The only two I watch regularly are Tim and Eric Awesome Show, Great Job! and Ghost hunters.  Favorite show of all times is Rocko's Modern Life, freaking miss that show!!


----------



## NekoFox08 (Aug 9, 2008)

King Gourd said:


> Favorite show of all times is Rocko's Modern Life, freaking miss that show!!



...I love you... o.o'''

that is actually MY all time favorite show also =^.^=


----------



## King Gourd (Aug 9, 2008)

Here in connecticut we have special channel that will occasionally show it late at night.  Catching it is kind of a crap shoot though, but when I do catch it I totally enjoy the crap out of it.


----------



## Lost (Aug 9, 2008)

secretfur said:


> Do you hate Harry Kim? Most 1-dimensional character ever, hell the computer's got more personality than him.
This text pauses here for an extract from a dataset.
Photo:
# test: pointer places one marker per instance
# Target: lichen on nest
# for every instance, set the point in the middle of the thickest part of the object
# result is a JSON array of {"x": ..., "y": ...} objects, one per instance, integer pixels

yeah Harry was a little bit of a bitch but I was to in love with Janeway to care ^^


----------



## ~secret~ (Aug 9, 2008)

NekoFox08 said:


> ...I love you... o.o'''
> 
> that is actually MY all time favorite show also =^.^=



Do you get Nickalodeon in Arizona? They show Rocko's Modern Life all the time on it.



Lost said:


> yeah Harry was a little bit of a bitch but I was to in love with Janeway to care ^^



Janeway is the man (?). But seriously, Star Trek has taught me many things. I learned from Voyager that women kick as much ass as men do when it comes to blowing stuff up^^.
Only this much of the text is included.